Das wird sich auch zukünftig wohl kaum ändern. Denn die Leiterin der Ausländerbehörde sieht auch unter den neuen rechtlichen Bedingungen keine Spielräume für eine großzügige Bleiberechtsregelung: „Grundsätzlich haben bis zum 31. Dezember Eingereiste keinen solchen Anspruch“, sagt Dahmen, auch nicht, wenn sie bereits über einen längeren Zeitraum „geduldet“ seien. Ihre Behörde könne weiterhin lediglich in Einzelfällen den Status verfestigen.

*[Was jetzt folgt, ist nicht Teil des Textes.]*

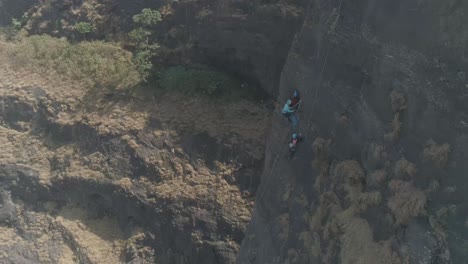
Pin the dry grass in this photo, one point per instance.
(437, 154)
(407, 202)
(377, 178)
(93, 63)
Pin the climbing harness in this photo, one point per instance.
(275, 161)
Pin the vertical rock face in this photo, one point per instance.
(383, 84)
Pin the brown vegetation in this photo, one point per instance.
(377, 178)
(405, 169)
(407, 201)
(437, 154)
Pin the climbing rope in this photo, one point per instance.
(314, 99)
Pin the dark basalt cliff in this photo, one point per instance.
(380, 176)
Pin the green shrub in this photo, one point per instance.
(84, 28)
(96, 62)
(17, 24)
(200, 79)
(140, 39)
(148, 17)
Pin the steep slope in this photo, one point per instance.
(94, 177)
(248, 38)
(380, 176)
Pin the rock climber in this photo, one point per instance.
(294, 139)
(290, 108)
(296, 100)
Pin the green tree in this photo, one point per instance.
(148, 17)
(18, 24)
(140, 38)
(84, 28)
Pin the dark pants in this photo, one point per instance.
(294, 121)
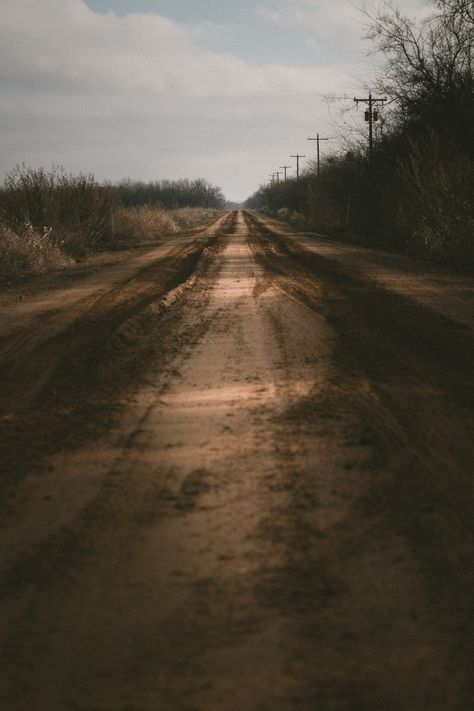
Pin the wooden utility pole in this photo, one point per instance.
(298, 156)
(318, 139)
(371, 115)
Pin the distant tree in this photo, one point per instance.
(429, 68)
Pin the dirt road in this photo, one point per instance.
(236, 473)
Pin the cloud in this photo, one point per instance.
(142, 95)
(323, 16)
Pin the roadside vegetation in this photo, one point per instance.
(49, 218)
(415, 192)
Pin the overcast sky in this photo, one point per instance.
(153, 89)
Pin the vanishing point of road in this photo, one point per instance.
(236, 474)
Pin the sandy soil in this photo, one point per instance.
(236, 473)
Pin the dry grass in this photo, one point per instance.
(28, 253)
(133, 224)
(187, 217)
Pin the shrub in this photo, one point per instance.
(28, 252)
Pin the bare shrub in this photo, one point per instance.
(134, 224)
(187, 217)
(76, 209)
(28, 253)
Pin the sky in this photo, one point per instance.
(167, 89)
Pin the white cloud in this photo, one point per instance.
(141, 95)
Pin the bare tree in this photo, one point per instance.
(429, 67)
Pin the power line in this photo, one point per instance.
(298, 156)
(318, 139)
(371, 115)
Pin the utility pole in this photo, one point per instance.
(298, 156)
(371, 115)
(318, 139)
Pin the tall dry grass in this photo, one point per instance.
(74, 209)
(187, 217)
(135, 224)
(28, 253)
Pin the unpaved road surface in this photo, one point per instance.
(236, 473)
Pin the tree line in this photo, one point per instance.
(415, 190)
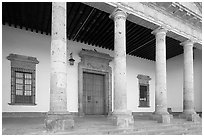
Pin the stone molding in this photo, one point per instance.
(118, 13)
(17, 57)
(98, 63)
(143, 77)
(23, 62)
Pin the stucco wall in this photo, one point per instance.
(28, 43)
(175, 82)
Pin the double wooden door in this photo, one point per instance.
(93, 94)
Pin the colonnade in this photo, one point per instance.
(59, 118)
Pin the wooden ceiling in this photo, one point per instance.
(87, 25)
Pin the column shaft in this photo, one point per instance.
(121, 116)
(58, 118)
(161, 91)
(161, 114)
(58, 79)
(120, 98)
(188, 96)
(188, 90)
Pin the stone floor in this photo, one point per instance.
(100, 125)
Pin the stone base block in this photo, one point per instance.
(59, 122)
(191, 117)
(123, 120)
(162, 118)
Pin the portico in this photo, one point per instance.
(113, 43)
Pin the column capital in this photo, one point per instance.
(118, 13)
(187, 43)
(159, 30)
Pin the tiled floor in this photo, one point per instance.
(100, 125)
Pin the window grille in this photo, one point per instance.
(22, 79)
(144, 90)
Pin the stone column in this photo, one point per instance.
(121, 116)
(161, 114)
(58, 118)
(188, 90)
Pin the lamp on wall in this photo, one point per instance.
(71, 60)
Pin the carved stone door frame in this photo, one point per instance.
(97, 63)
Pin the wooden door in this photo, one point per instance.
(93, 94)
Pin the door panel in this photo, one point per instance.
(93, 94)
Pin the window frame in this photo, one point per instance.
(143, 80)
(147, 95)
(22, 64)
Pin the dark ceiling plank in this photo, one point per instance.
(83, 32)
(109, 44)
(87, 12)
(90, 22)
(97, 33)
(5, 18)
(142, 39)
(107, 38)
(14, 13)
(108, 35)
(47, 23)
(76, 22)
(41, 12)
(134, 34)
(72, 17)
(23, 15)
(104, 32)
(133, 43)
(140, 34)
(145, 43)
(96, 27)
(18, 14)
(9, 12)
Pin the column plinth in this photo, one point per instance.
(58, 118)
(161, 114)
(120, 116)
(188, 89)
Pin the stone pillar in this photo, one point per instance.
(161, 114)
(188, 90)
(121, 116)
(58, 118)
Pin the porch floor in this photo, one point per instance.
(101, 125)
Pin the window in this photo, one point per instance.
(144, 90)
(144, 96)
(23, 86)
(22, 79)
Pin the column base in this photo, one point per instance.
(190, 117)
(59, 121)
(122, 119)
(162, 118)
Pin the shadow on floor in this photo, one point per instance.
(101, 125)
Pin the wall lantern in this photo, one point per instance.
(71, 60)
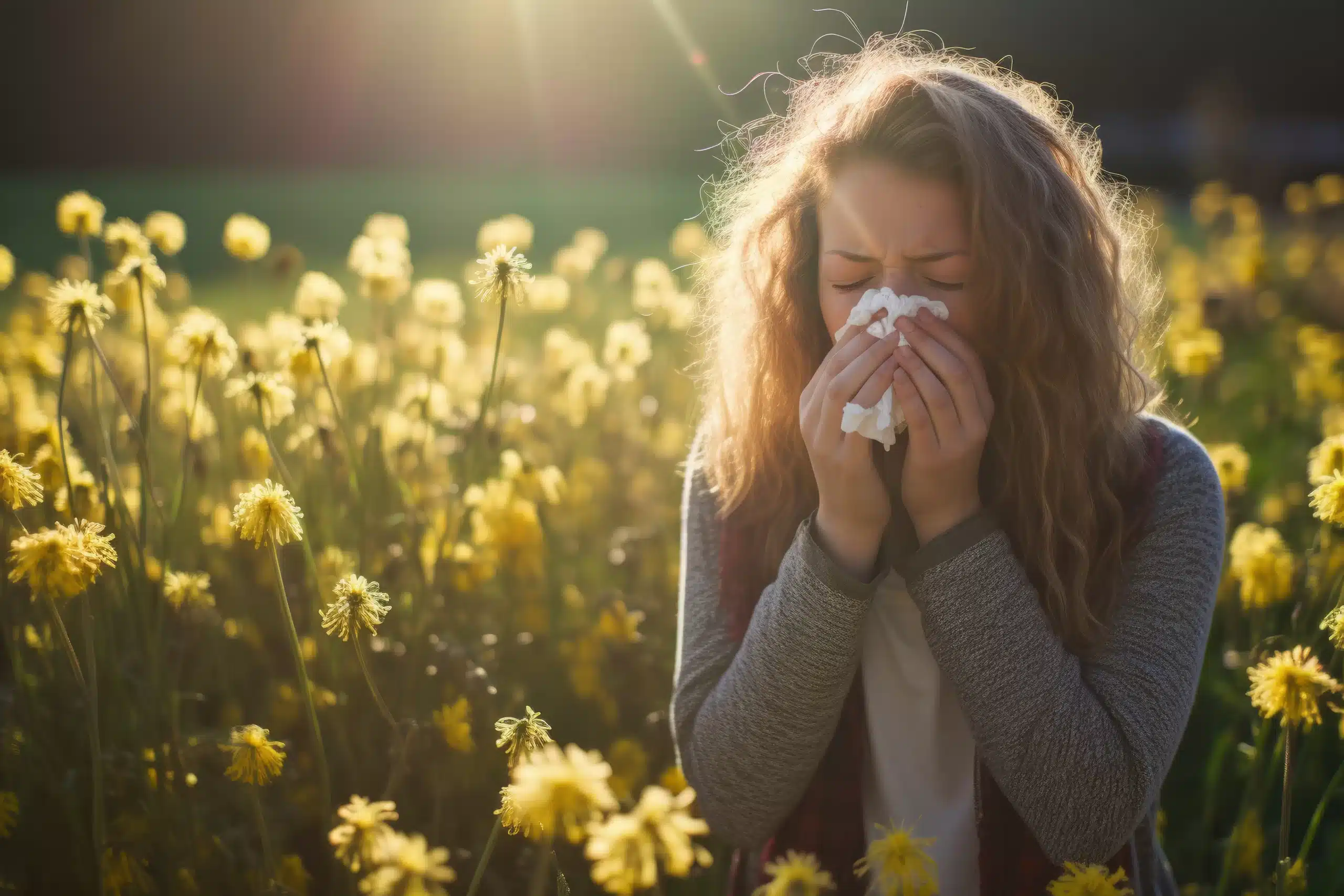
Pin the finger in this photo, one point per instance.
(843, 388)
(951, 371)
(937, 400)
(918, 424)
(949, 338)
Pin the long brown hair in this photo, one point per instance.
(1062, 265)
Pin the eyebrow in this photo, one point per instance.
(927, 257)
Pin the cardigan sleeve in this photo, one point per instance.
(752, 721)
(1079, 747)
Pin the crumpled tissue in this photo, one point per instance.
(884, 419)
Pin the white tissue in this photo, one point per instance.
(884, 419)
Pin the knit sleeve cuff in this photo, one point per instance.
(831, 573)
(947, 546)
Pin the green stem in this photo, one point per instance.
(65, 641)
(1319, 815)
(94, 745)
(486, 856)
(303, 684)
(268, 855)
(1285, 817)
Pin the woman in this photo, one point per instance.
(991, 635)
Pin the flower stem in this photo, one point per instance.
(65, 641)
(268, 856)
(1319, 813)
(323, 774)
(1285, 812)
(486, 856)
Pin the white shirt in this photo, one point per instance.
(920, 769)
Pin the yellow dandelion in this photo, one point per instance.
(319, 297)
(899, 864)
(246, 238)
(358, 605)
(1290, 683)
(521, 736)
(1328, 499)
(187, 589)
(73, 304)
(362, 830)
(796, 875)
(8, 812)
(202, 343)
(503, 275)
(18, 484)
(267, 512)
(455, 722)
(62, 562)
(557, 790)
(256, 758)
(1090, 880)
(167, 230)
(78, 214)
(407, 867)
(267, 392)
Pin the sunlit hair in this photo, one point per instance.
(1062, 268)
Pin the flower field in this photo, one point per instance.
(361, 581)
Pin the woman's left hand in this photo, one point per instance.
(941, 386)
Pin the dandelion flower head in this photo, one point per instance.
(796, 875)
(407, 867)
(362, 830)
(521, 736)
(64, 561)
(267, 512)
(1090, 880)
(18, 484)
(358, 605)
(1290, 683)
(557, 790)
(503, 275)
(899, 864)
(256, 758)
(71, 304)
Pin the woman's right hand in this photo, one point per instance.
(854, 507)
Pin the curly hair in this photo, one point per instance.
(1062, 262)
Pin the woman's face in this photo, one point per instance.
(881, 226)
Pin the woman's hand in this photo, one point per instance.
(941, 386)
(854, 505)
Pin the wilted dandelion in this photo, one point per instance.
(187, 589)
(455, 723)
(358, 605)
(1289, 684)
(796, 875)
(255, 758)
(1328, 499)
(62, 562)
(521, 736)
(1090, 880)
(18, 484)
(362, 830)
(406, 867)
(272, 397)
(246, 238)
(503, 275)
(898, 863)
(557, 790)
(78, 214)
(267, 512)
(71, 305)
(167, 230)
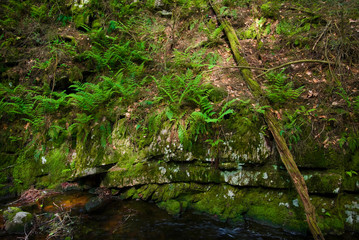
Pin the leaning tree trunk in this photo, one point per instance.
(273, 126)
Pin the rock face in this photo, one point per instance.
(95, 203)
(17, 221)
(249, 181)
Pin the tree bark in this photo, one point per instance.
(273, 126)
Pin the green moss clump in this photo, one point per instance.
(270, 10)
(173, 207)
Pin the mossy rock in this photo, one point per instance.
(216, 94)
(351, 182)
(173, 207)
(353, 162)
(323, 182)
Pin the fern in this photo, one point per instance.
(89, 96)
(279, 90)
(182, 88)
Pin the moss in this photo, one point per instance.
(216, 94)
(173, 207)
(353, 163)
(129, 193)
(270, 9)
(323, 182)
(351, 183)
(11, 212)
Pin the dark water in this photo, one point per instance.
(142, 220)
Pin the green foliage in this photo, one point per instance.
(180, 89)
(351, 173)
(351, 139)
(279, 90)
(109, 53)
(64, 19)
(39, 12)
(89, 96)
(213, 33)
(356, 104)
(195, 60)
(256, 30)
(270, 9)
(293, 123)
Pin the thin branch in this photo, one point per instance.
(295, 62)
(321, 35)
(274, 68)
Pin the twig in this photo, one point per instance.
(295, 62)
(321, 35)
(274, 68)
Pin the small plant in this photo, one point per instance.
(180, 89)
(292, 128)
(351, 173)
(280, 90)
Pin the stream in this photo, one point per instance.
(131, 219)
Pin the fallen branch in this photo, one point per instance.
(321, 35)
(273, 126)
(277, 67)
(295, 62)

Mit diesem Thema wird sich demnächst auch eine neu ins Leben gerufene Arbeitsgruppe des Runden Tisches für Flüchtlingsfragen befassen. Darin sollen neben Flüchtlingsrat und Ausländeramt auch Vertreter der Wohlfahrtsverbände, der Sozialverwaltung und der Politik sitzen. Der Flüchtlingsrat hofft, die Kölner Ausländerbehörde über das Gremium vielleicht doch zu einer liberaleren Auslegung des Zuwanderungsgesetzes zu bringen. Dahmen, deren Behörde den Vorsitz der Arbeitsgruppe übernehmen wird, stellte allerdings schon klar, dass dort „keine Grundsatzentscheidungen“ getroffen werden, welche Flüchtlingsgruppen eine Aufenthaltserlaubnis bekommen sollen. Die Amtsleiterin möchte in der Runde lieber „sukzessive erarbeiten, wie mit dem neuen Gesetz umgegangen wird“.